Ошеломленная всплеском чувств, Эмма вскрикивала: смесь медово-сладостного ощущения и настойчивого принуждения обрушилась на нее. Через несколько секунд она нашла нужный ритм, вечный, как сама женщина. Волны сладострастия пробегали по ней — горячие, яростные.

Последний всплеск этих волн накрыл ее, окуная в блаженство, о котором она только могла мечтать.

ГЛАВА ДЕВЯТАЯ

Вялая и разомлевшая после утоленного желания, Эмма ощущала себя как на пляже в тропиках, такая усталость накатила на нее. Тяжесть тела Кейна была такой же драгоценной, как и страсть, которой он одаривал ее. Он приподнялся на локтях и повернулся, увлекая ее за собой так, что она оказалась лежащей у него на груди. Провел длинными пальцами по ее волосам и, слегка отклонив ее голову, заглянул ей в лицо.

— Ты хорошо себя чувствуешь?

Она неуверенно улыбнулась и кивнула.

— Ты кричала, — сказал он.

До этого момента она не помнила крика, сорвавшегося с ее губ, когда она содрогалась в конвульсиях под его телом. Ее кожу как будто опалило жаром.

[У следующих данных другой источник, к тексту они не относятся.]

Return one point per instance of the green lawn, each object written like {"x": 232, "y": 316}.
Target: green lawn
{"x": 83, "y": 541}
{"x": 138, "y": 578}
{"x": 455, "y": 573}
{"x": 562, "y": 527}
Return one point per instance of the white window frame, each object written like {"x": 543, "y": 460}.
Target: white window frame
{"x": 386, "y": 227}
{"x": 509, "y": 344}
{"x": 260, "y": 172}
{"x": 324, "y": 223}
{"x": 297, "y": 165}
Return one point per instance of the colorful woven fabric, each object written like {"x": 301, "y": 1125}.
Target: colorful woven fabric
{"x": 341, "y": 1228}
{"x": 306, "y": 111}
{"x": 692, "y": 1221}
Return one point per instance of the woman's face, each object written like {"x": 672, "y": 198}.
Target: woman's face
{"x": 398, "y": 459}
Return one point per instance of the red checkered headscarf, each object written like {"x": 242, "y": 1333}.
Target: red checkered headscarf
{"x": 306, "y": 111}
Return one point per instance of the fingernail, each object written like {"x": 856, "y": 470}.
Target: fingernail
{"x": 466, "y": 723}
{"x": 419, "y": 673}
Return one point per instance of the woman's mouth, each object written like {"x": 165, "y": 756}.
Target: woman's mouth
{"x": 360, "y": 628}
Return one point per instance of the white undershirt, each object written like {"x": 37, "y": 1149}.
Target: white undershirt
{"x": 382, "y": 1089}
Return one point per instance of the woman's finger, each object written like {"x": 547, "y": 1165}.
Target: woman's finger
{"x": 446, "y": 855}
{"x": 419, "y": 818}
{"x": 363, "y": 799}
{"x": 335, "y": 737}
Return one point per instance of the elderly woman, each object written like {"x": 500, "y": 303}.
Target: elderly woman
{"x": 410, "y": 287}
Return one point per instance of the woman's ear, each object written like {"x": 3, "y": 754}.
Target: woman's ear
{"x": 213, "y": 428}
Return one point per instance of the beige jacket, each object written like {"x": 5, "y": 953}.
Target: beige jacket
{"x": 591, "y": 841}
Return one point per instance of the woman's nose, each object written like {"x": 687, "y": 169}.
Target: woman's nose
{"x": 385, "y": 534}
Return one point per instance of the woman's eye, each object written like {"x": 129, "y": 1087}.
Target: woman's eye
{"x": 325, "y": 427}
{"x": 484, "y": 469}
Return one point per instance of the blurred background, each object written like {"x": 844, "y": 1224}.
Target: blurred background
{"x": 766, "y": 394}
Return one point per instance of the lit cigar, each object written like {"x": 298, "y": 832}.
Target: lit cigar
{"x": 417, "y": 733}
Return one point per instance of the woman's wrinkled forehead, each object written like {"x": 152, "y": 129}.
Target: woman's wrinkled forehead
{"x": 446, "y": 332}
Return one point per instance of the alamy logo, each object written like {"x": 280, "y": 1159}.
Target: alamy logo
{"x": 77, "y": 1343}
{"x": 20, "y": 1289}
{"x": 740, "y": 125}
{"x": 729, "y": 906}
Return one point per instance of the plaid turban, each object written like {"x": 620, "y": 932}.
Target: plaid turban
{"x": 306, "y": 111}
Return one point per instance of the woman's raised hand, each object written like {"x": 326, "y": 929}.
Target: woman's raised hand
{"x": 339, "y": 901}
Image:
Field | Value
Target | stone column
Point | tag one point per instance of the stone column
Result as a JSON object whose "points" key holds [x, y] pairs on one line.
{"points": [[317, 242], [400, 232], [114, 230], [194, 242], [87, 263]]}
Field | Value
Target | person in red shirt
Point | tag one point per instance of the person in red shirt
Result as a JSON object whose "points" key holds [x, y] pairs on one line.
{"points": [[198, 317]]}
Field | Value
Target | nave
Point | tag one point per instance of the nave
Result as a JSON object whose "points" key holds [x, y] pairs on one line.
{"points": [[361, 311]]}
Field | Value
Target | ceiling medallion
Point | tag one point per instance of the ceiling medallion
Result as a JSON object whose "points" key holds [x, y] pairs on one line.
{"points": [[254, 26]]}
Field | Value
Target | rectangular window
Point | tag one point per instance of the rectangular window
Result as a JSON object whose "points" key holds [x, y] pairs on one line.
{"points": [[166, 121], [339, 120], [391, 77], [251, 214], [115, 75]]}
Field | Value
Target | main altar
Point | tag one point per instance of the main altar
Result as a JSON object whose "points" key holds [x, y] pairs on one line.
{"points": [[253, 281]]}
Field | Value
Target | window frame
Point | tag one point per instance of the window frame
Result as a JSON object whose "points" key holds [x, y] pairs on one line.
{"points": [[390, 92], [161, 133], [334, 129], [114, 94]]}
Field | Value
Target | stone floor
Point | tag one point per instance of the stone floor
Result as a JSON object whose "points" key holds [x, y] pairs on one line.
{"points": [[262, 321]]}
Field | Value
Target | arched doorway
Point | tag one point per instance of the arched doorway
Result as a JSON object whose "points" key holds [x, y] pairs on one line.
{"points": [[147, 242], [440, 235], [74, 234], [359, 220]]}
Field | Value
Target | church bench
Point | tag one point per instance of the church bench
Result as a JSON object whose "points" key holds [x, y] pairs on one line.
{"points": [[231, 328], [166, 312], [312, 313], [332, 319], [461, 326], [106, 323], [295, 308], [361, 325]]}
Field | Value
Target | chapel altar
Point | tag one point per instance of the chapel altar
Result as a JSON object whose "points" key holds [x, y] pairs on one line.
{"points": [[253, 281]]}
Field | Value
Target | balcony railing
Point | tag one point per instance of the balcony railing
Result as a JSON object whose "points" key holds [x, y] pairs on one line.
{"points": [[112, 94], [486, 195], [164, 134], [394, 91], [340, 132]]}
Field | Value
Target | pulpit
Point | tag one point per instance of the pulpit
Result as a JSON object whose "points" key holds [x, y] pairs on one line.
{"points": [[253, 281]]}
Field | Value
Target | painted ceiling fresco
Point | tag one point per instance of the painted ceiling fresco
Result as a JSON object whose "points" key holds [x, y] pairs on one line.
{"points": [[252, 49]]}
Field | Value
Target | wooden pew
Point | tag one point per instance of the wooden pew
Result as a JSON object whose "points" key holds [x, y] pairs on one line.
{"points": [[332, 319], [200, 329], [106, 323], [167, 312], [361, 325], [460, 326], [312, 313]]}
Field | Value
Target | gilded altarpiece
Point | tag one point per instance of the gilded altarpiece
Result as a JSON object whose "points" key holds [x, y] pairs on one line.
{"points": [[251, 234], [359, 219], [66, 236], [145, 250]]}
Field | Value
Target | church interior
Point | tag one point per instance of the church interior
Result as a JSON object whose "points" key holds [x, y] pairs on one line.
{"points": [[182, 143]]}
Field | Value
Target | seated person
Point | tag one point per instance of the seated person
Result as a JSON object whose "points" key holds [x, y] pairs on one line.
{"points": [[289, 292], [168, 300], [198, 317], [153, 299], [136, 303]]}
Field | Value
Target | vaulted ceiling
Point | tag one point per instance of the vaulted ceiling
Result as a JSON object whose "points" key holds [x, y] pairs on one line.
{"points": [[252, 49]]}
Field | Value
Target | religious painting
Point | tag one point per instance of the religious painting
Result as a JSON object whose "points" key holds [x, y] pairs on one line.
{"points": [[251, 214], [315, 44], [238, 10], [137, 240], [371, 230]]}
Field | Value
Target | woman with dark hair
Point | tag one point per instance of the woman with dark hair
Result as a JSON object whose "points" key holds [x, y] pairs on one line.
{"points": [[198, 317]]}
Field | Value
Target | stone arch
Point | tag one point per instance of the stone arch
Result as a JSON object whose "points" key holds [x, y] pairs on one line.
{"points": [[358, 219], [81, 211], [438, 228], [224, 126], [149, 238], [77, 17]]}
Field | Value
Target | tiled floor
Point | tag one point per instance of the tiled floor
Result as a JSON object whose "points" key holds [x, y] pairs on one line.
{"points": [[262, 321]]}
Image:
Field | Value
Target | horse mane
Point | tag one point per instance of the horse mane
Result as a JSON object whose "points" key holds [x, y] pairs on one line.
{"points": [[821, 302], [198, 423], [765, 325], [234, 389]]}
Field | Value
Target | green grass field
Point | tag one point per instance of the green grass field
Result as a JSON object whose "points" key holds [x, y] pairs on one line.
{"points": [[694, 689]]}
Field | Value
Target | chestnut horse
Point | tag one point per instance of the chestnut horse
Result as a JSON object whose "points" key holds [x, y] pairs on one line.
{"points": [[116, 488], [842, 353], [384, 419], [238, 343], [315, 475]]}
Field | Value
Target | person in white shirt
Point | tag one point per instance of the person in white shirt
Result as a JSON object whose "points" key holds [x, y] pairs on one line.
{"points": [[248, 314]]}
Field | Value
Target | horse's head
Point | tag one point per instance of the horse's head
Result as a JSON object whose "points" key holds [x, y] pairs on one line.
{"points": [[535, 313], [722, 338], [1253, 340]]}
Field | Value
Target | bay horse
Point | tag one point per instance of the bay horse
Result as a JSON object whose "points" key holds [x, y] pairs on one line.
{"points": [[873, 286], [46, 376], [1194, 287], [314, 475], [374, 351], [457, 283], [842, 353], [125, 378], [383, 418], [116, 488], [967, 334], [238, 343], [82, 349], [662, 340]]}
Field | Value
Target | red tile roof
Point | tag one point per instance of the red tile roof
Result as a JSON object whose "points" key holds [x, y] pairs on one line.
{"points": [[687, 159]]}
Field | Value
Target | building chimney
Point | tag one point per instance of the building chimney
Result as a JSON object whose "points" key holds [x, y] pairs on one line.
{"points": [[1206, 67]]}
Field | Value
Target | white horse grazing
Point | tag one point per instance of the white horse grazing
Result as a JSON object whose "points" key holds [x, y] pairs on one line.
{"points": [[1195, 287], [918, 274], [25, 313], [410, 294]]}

— Я знаю. Извини. Мне не было больно, я не думала, что буду кричать.

— Я должен был остановиться, но не смог.

— Я бы убила тебя, если бы ты это сделал! — сказала она, прижавшись лицом к его груди, слыша сильное биение его сердца.

К ее удивлению, она почувствовала, как он затрясся от беззвучного смеха.

— Ты источник постоянного удовольствия, — прошептал он.

Первый раз за все время, радостно подумала она, он разговаривал с ней на равных, а не как с девушкой на одиннадцать лет моложе, которую надо лелеять и оберегать.

— Потому что мне нравится заниматься с тобой любовью?

— Потому что ты похожа на Белоснежку, а ведешь себя в постели как современная женщина.

— Мы уже говорили об этом раньше, — пробормотала она. — Белоснежка была мужественной, она упорно трудилась и получила свою награду. Очень современная женщина.

— Неужели я твоя награда? — прошептал он с сомнением в голосе.

Она засмеялась.

— А разве ты не хочешь быть ею?

— Чего я хочу, — осторожно проговорил Кейн, — так это того, о чем мне не следует вообще думать.

— Почему? Потому что я моложе тебя?

Он поднял руку и накрыл ее грудь. Ее насытившееся тело шевельнулось, и она резко вдохнула, поняв, что он опять завелся…

Часом позже Эмма лежала уже в собственной постели, совсем сонная, не в состоянии ясно мыслить, а просто погружаясь в мечты, от которых ее бросало в дрожь. Кейн занимался с ней любовью очень искусно, будучи опытным в таких делах. Несколько раз она испытывала оргазм, хотя он и не брал ее и не позволял себя ласкать. Он погрузил ее в райское блаженство — и память об этом теперь вызывала у нее чувство печали. Под его искусными, головокружительными ласками скрывалось странное отчуждение. Да, он хотел ее, но ему так удавалось контролировать себя, что не было ничего похожего на сильное и неудержимое влечение друг к другу во время первой неистовой физической близости.